Very recently, however, a new approach to this area has breathed new life into the initial question: can we compute the spectrum of a random matrix with a general pattern of entry means and variances, dependencies, and distributions? I will aim to describe the basic ingredients of a theory that is able able to answer this question in a surprisingly general setting. This is made possible by an unexpected phenomenon: in many cases, the spectrum of an arbitrarily structured random matrix is accurately modelled by that of an associated deterministic operator, whose spectral statistics can be explicitly computed or estimated using free probability.

Based on joint works with A. Bandeira, M. Boedihardjo, T. Brailovskaya, G. Cipolloni, and D. Schroeder.

camera icon Lecture Video (Kerberos login required)
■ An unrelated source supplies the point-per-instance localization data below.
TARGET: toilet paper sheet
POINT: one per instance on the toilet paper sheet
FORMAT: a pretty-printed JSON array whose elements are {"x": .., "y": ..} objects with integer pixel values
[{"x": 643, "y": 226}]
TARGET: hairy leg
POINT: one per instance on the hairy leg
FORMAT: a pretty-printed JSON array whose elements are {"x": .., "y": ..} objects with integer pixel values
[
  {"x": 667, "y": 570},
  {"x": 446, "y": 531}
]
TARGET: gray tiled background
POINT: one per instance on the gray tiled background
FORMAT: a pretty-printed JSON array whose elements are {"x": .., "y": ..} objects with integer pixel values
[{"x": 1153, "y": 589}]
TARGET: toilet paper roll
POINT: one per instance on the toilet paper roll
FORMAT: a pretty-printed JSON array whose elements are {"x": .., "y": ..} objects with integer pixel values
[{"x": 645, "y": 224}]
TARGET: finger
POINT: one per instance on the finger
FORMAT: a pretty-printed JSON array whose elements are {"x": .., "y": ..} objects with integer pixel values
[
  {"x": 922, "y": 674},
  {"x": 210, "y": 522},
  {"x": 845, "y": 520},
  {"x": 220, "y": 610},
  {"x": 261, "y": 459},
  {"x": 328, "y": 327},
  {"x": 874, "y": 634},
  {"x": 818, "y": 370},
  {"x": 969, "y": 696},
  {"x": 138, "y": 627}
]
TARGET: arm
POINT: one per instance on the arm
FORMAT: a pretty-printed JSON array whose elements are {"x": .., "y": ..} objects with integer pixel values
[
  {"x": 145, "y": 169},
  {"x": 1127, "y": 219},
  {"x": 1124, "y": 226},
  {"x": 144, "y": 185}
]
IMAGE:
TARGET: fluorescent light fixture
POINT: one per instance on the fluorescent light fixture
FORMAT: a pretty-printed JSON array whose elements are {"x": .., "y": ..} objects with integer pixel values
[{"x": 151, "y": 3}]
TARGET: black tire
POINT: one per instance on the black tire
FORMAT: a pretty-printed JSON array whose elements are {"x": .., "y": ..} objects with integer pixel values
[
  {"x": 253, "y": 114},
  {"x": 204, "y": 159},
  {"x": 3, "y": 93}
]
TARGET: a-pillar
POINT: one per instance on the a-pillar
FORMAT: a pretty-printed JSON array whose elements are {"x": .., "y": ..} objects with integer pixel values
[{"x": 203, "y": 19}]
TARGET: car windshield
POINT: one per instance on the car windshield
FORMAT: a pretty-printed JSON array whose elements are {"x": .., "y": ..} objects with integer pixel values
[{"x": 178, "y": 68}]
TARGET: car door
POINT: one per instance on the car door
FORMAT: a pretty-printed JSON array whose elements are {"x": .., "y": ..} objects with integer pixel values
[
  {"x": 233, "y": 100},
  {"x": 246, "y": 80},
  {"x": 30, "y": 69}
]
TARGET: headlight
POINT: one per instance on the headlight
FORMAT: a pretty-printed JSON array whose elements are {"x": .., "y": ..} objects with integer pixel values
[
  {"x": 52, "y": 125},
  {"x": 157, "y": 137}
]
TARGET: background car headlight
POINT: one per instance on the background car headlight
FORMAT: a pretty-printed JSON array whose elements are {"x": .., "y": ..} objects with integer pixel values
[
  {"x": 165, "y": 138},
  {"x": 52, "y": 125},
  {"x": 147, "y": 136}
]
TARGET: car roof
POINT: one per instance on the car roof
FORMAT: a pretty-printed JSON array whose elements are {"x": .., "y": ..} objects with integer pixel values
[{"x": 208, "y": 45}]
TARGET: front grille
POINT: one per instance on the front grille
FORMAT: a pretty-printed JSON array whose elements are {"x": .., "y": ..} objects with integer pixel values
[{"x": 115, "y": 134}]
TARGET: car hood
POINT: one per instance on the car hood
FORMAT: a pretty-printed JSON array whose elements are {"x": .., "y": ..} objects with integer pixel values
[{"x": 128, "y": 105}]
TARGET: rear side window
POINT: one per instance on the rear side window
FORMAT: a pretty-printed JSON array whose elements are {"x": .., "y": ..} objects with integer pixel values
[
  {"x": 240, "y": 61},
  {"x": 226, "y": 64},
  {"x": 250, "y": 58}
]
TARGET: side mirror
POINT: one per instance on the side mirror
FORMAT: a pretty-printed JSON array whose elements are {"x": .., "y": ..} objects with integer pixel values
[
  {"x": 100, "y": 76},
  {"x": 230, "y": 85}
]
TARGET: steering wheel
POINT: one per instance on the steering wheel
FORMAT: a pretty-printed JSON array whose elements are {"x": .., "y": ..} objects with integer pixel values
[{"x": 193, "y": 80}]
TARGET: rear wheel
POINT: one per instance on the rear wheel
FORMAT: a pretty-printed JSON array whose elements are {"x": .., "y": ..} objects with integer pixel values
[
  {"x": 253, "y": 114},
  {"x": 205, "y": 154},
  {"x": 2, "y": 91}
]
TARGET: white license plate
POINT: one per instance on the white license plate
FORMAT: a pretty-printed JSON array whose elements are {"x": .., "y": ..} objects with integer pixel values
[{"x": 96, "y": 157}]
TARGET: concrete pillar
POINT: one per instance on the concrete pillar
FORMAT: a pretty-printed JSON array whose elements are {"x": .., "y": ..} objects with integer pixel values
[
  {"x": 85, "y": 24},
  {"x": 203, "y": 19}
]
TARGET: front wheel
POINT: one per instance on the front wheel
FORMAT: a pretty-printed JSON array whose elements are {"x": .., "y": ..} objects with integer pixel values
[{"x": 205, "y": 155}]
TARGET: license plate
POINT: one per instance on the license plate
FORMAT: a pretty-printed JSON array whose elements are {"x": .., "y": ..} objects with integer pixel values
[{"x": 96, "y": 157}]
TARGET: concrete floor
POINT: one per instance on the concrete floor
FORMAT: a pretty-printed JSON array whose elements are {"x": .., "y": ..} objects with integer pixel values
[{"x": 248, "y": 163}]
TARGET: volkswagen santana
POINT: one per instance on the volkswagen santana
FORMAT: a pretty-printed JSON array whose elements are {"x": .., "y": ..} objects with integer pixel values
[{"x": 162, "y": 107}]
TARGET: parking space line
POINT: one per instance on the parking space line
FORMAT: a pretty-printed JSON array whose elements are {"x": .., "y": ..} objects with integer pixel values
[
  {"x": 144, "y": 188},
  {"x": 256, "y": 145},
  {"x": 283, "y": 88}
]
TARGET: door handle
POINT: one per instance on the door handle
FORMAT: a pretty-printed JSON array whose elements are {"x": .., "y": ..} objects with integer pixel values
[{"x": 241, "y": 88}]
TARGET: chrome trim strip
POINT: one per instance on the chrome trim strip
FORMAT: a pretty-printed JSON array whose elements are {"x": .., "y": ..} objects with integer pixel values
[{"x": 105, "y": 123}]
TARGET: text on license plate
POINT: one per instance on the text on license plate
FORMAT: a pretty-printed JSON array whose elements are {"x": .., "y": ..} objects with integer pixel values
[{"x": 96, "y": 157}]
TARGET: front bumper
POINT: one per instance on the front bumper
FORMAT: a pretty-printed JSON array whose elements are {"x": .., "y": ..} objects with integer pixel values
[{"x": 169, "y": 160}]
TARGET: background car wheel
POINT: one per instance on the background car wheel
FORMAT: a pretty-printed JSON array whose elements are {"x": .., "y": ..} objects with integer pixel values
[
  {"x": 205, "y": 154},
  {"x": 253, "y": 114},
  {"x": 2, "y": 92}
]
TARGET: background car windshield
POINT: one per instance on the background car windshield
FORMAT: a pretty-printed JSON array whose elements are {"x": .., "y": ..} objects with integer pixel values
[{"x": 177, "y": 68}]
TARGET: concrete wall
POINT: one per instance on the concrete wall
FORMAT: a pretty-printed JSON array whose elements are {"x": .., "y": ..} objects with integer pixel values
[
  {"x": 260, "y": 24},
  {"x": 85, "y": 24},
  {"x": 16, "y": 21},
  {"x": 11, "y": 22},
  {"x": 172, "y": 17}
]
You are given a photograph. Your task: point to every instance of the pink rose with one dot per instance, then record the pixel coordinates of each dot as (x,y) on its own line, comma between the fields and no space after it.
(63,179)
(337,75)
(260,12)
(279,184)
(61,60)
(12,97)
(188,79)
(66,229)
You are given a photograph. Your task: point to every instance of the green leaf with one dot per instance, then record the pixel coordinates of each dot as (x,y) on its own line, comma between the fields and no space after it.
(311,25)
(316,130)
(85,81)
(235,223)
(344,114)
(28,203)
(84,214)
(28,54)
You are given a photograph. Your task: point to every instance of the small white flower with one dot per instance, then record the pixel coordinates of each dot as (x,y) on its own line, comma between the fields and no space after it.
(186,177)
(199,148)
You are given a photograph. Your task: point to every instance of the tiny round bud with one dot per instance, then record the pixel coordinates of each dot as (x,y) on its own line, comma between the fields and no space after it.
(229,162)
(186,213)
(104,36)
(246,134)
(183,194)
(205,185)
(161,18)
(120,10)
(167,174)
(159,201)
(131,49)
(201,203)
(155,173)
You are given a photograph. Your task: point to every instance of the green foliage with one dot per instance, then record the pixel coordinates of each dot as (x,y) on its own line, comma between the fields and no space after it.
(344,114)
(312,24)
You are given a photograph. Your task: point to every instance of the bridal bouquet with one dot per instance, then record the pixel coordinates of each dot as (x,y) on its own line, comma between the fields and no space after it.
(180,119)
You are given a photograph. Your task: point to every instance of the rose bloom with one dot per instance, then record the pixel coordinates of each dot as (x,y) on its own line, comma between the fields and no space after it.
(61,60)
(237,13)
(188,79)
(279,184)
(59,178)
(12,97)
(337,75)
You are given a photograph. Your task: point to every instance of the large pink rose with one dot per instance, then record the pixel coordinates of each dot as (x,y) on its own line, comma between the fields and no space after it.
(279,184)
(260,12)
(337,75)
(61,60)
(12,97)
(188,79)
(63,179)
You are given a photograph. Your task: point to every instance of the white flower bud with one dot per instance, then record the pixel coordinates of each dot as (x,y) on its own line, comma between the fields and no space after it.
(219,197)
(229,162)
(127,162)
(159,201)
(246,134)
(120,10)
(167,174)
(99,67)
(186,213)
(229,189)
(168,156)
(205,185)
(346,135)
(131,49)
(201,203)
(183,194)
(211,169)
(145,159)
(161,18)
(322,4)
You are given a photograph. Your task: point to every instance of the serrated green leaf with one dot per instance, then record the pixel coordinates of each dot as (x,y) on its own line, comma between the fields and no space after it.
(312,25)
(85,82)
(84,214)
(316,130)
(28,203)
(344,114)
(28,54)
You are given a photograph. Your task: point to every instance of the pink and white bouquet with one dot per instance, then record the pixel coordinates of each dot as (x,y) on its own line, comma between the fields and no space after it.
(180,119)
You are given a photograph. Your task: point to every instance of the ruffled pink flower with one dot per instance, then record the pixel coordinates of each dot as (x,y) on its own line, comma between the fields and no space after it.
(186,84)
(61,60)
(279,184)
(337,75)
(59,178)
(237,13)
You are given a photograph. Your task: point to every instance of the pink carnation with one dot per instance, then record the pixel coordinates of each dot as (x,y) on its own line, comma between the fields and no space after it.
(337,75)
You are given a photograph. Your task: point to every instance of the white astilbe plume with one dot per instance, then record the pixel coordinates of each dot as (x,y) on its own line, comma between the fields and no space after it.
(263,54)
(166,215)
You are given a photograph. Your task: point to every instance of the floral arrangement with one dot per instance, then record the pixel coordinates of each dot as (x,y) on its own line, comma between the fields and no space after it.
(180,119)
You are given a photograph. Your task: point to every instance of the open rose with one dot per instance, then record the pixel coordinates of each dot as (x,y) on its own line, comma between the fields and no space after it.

November 16 3:30pm - 4:30pm

Jianfeng Lu (Duke)

Actor-critic method for solving high dimensional Hamilton-Jacobi-Bellman type PDEs

Abstract: In this talk, we will discuss numerical approach to solve high dimensional Hamilton-Jacobi-Bellman (HJB) type partial differential equations (PDEs). The HJB PDEs, reformulated as optimal control problems, are tackled by the actor-critic framework inspired by reinforcement learning, based on neural network parametrization of the value and control functions. Within the actor-critic framework, we employ a policy gradient approach to improve the control, while for the value function, we derive a variance reduced least-squares temporal difference method using stochastic calculus. We will also discuss convergence analysis for the actor-critic method, in particular the policy gradient method for solving stochastic optimal control. Joint work with Jiequn Han (Flatiron Institute) and Mo Zhou (UCLA).

camera icon Lecture Video (Kerberos login required)

November 30

Nick Trefethen (Harvard)

The AAA Algorithm For Rational Approximation

Abstract: With the introduction of the AAA algorithm in 2018 (Nakatsukasa-Sete-T., SISC), the computation of rational approximations changed from a hard problem to an easy one. We've been exploring the implications of this transformation ever since. This talk will review the algorithm and then present about 15 demonstrations of applications in various areas including interpolation of missing data, analytic continuation, analysis of solutions of dynamical systems, Wiener-Hopf and Riemann-Hilbert problems, function extension, model order reduction, Dirichlet-to-Neumann maps, and Laplace, Stokes, and Helmholtz calculations.